Prostate Cancer Clinical Trial
Official title:
Evaluation of Polymorphisms, Mutations, and Protein Expression by Automated Quantitative Immunohistochemistry (AQUA) in the LapatinibTargets and Metabolic Pathway in Samples From E5803
RATIONALE: Studying samples of tumor tissue and blood in the laboratory from patients with
cancer may help doctors learn more about changes that occur in DNA and identify biomarkers
related to cancer. It may also help doctors predict how patients will respond to treatment.

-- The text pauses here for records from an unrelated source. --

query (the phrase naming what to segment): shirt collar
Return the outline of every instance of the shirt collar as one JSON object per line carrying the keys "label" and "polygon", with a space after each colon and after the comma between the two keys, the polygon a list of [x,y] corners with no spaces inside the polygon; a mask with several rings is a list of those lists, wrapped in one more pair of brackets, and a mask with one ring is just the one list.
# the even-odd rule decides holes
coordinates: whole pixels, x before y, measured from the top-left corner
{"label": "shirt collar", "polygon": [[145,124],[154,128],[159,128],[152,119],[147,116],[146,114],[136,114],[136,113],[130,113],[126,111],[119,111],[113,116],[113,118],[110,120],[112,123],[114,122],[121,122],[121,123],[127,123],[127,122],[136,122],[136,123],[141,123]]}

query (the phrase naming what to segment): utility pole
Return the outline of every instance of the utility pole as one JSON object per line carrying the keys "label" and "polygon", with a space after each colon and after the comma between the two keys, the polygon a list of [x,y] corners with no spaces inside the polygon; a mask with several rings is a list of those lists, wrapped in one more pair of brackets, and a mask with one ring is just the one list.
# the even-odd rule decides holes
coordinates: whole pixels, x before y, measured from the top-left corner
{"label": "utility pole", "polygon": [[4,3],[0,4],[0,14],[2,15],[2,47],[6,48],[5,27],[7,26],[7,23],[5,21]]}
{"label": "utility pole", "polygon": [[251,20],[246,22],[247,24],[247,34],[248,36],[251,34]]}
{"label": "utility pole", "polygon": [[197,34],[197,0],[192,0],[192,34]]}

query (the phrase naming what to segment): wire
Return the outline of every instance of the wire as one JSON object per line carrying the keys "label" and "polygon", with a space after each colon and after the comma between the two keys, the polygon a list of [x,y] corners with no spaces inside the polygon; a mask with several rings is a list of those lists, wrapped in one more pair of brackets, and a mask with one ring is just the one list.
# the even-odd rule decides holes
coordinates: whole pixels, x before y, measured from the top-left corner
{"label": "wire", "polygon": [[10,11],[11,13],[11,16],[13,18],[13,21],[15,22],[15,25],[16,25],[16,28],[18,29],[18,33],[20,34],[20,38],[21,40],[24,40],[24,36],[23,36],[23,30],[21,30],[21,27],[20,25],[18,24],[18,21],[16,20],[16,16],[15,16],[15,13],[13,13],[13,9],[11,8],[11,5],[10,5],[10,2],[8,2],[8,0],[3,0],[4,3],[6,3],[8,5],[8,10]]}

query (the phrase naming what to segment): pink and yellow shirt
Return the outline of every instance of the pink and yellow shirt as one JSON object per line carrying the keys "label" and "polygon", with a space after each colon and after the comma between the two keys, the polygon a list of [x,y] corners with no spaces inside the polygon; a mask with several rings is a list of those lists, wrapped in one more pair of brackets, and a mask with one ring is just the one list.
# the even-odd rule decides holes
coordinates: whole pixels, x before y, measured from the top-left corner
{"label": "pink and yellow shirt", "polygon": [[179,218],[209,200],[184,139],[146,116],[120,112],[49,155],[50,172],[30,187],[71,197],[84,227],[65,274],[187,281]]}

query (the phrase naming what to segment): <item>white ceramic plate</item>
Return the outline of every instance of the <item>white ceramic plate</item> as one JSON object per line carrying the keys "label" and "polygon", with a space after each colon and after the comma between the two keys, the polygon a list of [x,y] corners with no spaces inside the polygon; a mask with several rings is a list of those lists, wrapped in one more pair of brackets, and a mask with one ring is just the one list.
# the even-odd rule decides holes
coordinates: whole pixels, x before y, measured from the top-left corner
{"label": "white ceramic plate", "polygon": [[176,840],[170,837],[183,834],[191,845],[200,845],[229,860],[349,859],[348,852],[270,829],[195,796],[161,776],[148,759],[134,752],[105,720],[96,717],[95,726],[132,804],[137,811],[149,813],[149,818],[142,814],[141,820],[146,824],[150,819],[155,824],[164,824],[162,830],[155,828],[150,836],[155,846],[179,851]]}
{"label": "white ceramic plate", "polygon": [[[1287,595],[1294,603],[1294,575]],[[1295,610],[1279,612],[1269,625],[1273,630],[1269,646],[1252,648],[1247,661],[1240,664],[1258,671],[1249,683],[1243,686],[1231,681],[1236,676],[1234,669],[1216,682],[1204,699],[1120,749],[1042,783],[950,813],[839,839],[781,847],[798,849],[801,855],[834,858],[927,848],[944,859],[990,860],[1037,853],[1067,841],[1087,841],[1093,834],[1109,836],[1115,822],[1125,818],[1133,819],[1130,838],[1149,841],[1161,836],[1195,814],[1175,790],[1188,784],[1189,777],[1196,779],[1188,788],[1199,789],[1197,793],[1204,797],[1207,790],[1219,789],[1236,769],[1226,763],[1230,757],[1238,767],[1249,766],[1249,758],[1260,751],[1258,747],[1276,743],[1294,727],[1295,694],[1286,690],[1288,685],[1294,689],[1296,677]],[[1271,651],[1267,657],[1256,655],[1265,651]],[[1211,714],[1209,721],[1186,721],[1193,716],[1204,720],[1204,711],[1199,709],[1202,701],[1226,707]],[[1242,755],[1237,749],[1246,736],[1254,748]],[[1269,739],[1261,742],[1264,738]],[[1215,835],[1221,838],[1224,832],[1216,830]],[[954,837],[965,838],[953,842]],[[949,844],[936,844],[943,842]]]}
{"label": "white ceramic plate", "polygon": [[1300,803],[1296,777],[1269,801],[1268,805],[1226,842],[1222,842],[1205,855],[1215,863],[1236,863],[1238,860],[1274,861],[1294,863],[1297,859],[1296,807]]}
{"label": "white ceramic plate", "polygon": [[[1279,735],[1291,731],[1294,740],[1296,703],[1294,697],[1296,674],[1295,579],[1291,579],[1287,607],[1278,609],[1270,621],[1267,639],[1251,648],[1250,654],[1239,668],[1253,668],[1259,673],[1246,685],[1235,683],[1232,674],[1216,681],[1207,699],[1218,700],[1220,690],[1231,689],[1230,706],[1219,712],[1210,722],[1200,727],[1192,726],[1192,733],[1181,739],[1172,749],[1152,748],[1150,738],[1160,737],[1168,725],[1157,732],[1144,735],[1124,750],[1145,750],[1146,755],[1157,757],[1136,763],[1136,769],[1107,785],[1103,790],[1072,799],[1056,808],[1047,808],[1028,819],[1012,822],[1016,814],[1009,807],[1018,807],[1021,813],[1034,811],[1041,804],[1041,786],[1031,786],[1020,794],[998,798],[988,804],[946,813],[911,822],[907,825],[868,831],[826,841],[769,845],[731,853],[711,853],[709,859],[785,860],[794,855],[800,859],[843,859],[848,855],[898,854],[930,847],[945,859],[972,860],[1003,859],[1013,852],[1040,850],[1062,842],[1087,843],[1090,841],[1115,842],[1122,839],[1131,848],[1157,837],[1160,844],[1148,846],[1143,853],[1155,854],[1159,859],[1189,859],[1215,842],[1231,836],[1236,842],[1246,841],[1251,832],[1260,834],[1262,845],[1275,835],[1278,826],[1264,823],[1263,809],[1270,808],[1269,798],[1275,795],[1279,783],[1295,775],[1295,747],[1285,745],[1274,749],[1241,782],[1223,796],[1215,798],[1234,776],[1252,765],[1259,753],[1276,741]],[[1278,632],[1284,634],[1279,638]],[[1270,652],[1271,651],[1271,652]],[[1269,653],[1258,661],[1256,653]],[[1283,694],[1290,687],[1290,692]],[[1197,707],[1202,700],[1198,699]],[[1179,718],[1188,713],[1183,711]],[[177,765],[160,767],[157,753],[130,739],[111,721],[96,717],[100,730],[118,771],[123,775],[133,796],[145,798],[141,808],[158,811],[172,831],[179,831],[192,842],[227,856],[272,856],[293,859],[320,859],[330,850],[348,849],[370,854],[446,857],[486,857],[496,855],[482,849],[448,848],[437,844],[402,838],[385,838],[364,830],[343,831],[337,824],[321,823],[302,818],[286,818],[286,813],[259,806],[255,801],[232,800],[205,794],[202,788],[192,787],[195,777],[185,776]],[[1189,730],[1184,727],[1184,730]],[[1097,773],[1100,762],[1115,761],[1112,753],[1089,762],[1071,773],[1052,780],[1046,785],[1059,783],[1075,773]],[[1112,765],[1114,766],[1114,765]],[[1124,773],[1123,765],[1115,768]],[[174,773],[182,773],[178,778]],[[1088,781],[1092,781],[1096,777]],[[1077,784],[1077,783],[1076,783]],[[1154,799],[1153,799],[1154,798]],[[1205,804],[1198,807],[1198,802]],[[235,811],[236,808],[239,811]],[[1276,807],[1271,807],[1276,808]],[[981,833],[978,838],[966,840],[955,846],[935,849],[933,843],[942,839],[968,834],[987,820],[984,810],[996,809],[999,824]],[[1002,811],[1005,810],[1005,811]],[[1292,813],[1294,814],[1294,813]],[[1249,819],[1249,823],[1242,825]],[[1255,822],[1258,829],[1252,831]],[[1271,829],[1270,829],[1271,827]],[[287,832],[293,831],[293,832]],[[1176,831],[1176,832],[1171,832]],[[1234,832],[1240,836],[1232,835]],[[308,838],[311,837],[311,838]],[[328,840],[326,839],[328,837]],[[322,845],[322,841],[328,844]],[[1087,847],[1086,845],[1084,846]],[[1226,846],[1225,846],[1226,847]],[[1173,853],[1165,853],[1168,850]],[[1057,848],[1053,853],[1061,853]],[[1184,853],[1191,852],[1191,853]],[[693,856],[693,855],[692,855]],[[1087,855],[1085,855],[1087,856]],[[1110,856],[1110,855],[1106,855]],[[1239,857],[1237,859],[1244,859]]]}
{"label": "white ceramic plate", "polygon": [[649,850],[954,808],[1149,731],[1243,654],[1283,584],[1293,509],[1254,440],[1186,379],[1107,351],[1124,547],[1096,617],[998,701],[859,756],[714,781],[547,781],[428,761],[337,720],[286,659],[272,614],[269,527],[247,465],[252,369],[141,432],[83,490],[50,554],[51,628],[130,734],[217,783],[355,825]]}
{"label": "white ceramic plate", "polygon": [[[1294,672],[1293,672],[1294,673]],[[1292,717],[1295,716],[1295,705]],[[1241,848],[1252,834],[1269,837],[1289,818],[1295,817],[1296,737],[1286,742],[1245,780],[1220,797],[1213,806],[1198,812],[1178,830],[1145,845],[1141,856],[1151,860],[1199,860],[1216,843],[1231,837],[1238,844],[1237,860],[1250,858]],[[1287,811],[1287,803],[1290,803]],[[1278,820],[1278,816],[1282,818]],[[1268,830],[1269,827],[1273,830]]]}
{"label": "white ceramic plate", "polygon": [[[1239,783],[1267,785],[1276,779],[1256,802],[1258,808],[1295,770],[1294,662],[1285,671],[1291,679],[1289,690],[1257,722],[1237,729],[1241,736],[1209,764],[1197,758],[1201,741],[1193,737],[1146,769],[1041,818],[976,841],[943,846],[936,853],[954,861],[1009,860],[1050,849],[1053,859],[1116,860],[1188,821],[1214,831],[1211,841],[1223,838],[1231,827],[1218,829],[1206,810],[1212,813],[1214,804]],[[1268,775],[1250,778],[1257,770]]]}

PURPOSE: This research study is looking at tissue and blood samples from patients with
recurrent prostate cancer who received lapatinib on clinical trial ECOG-E5803.
OBJECTIVES:
- To determine the association between polymorphisms in drug metabolizing enzymes and
lapatinib ditosylate-associated toxicity in patients with hormone-sensitive recurrent
prostate cancer receiving lapatinib ditosylate on clinical trial ECOG-E5803.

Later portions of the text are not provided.